En cuanto a la segunda República, el proyecto del Gobierno fue dictaminado en veinte días por una comisión especial del Parlamento, y discutida y aprobada en el Pleno en menos de cinco meses.

¿No habría sido posible obtener de las actuales Cortes Constituyentes un esfuerzo parecido, máxime cuando las facilidades concedidas al Gobierno para legislar por medio de decretos-leyes descargaban al Congreso y al Senado de otras tareas consideradas como urgentes?

¿Estaba justificada la alarma de los autonomistas vascos y catalanes ante la exigencia lógica de que la tarea constitucional obtuviera la obligada preferencia?

No lo creo en modo alguno. No recuerdo que en la propaganda electoral de las docenas y docenas de partidos en que se fraccionó la opinión pública hubiera uno sólo que levantara la bandera anti-autonomista. Pudo haber, y de hecho hubo, diferencias en cuanto a la calificación de los núcleos infraestatales que afirmaban su propia personalidad. No faltaron, porque no podían faltar, discrepancias en lo concerniente a las facultades que el poder central debía retener o podía delegar. Pero no hubo uno solo que defendiera el centralismo destructor de la riquísima y fecunda diversidad de las personalidades integrantes del todo.

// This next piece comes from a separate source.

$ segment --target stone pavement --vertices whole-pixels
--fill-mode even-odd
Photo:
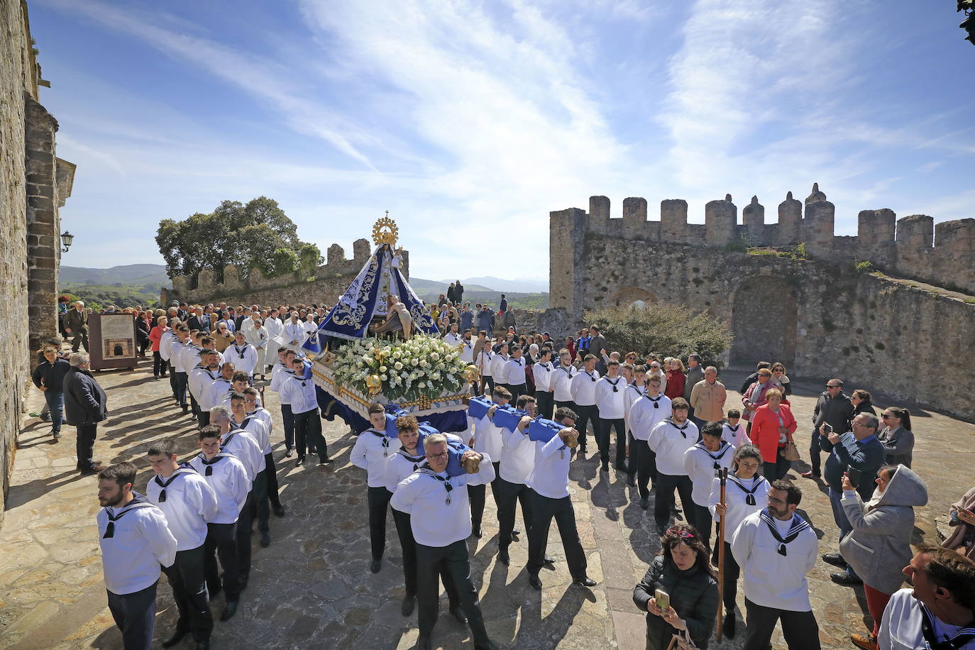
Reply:
[[[741,383],[742,371],[725,371],[729,389]],[[174,407],[169,383],[154,381],[142,364],[135,371],[96,373],[108,392],[110,419],[99,426],[96,458],[103,463],[132,460],[141,469],[141,490],[150,472],[145,450],[154,440],[176,438],[185,455],[194,447],[189,417]],[[804,432],[818,385],[796,384],[793,410],[800,424],[798,441],[805,456]],[[849,387],[852,388],[852,387]],[[40,403],[32,396],[34,407]],[[738,394],[729,391],[728,404]],[[875,400],[880,404],[888,402]],[[275,456],[282,455],[278,403],[268,393],[275,414]],[[975,426],[912,407],[917,436],[915,469],[930,488],[930,505],[917,509],[916,541],[935,541],[934,519],[975,484]],[[284,518],[272,517],[272,544],[254,544],[251,584],[237,616],[216,623],[214,648],[363,648],[406,649],[416,640],[415,614],[400,615],[402,561],[392,517],[387,522],[387,552],[382,570],[369,572],[369,531],[364,473],[348,463],[353,438],[339,424],[325,423],[333,468],[279,464]],[[53,443],[49,425],[34,423],[20,437],[8,512],[0,531],[0,647],[121,647],[121,637],[106,607],[95,515],[98,510],[96,478],[74,471],[74,430],[65,427]],[[591,447],[592,448],[592,447]],[[570,475],[579,534],[586,549],[589,575],[598,586],[570,586],[556,527],[549,554],[558,560],[541,578],[544,591],[527,585],[526,542],[511,547],[511,566],[495,561],[497,526],[493,501],[488,499],[485,536],[471,539],[472,573],[482,597],[488,631],[503,647],[520,650],[566,648],[594,650],[644,647],[644,623],[631,599],[632,590],[659,551],[653,534],[652,505],[640,509],[614,471],[600,476],[598,461],[577,462]],[[804,464],[799,468],[805,469]],[[800,478],[800,506],[820,537],[822,553],[835,551],[833,524],[825,487]],[[519,516],[520,518],[520,516]],[[522,530],[524,525],[519,524]],[[832,567],[817,562],[810,575],[813,608],[824,647],[850,648],[850,631],[869,622],[860,589],[830,582]],[[444,596],[446,600],[446,596]],[[742,606],[739,590],[739,606]],[[217,596],[214,611],[222,608]],[[443,648],[471,647],[466,628],[447,613],[434,640]],[[176,615],[165,577],[159,588],[156,636],[163,638]],[[741,614],[739,617],[739,630]],[[742,633],[726,648],[740,647]],[[177,647],[187,647],[189,641]],[[714,643],[712,644],[714,647]],[[785,647],[776,632],[776,648]]]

¿Qué mal habría podido derivarse de una política prudente que hubiera arrancado de las bases establecidas en la que se ha de ser la ley fundamental del país?

La apariencia de situación privilegiada que han dado los acuerdos preautonómicos han favorecido la explosión de pretensiones autonómicas que en buena parte han obedecido más a un sentimiento negativo de rivalidad que a la defensa de una personalidad todavía no bien definida en sus contornos geográficos y en su sustancia histórica.

Es más. Ciertas posiciones demasiado radicales adoptadas a raíz de las primeras conquistas autonómicas han producido alarmas justificadas, avivadas por el contenido ambiguo del dictamen de la comisión de las Cortes, que tiene todo el aspecto de una transacción vacilante deseosa de aplazar los problemas de fondo, por falta de valor y de decisión para afrontarlos desde el primer día.

El empleo de términos equívocos, los circunloquios para rehuir planteamientos inevitables, han dado ya sus primeros frutos. Varios grupos parlamentarios, sin excluir al conglomerado que sostiene el Gobierno, admiten ya la necesidad de revisar el dictamen elaborado durante meses y meses en el claro-oscuro de las comisiones que en su elaboración han intervenido.

¿Cuál será el resultado del trabajo definitivo de las Cortes? ¿Entenderá el órgano de la representación nacional que su obra esté condicionada por los proyectos preautonómicos, tras de cuyo texto es fácil adivinar las serias reservas mentales de una de las partes contratantes? ¿Se atreverá, caso de que así lo exija la mayoría, a establecer unas bases que no permitan extraer de los acuerdos de preautonomía las consecuencias previstas o deseadas por los que las aceptaron no como una meta de llegada, sino como un punto de partida?

La reacción provocada por las declaraciones del presidente de la Generalitat de Cataluña ha puesto bruscamente de relieve la realidad de unas discrepancias en que no se quiso creer o que no se acertó a tener en cuenta antes de aventurarse por un camino erizado de obstáculos.

No ha habido hasta ahora la necesaria decisión en nuestros medios políticos para poner en claro los peligros equívocos que encierran los términos federalismo, autodeterminación, nacionalidades, Estado regional, etnias y pueblos. Al amparo de ese confusionismo, que no es sólo semántico, proliferan autonomismos sin base, susceptibles de hacer malograr soluciones justas, que apetecernos todos los españoles de buena fe.

Un motivo más para que, sin pensar en retrocesos que podrían ser catastróficos, se abra cuanto antes el debate constitucional, que armonice las legitimas aspiraciones autonomistas con las posibilidades que permitan las exigencias del bien común.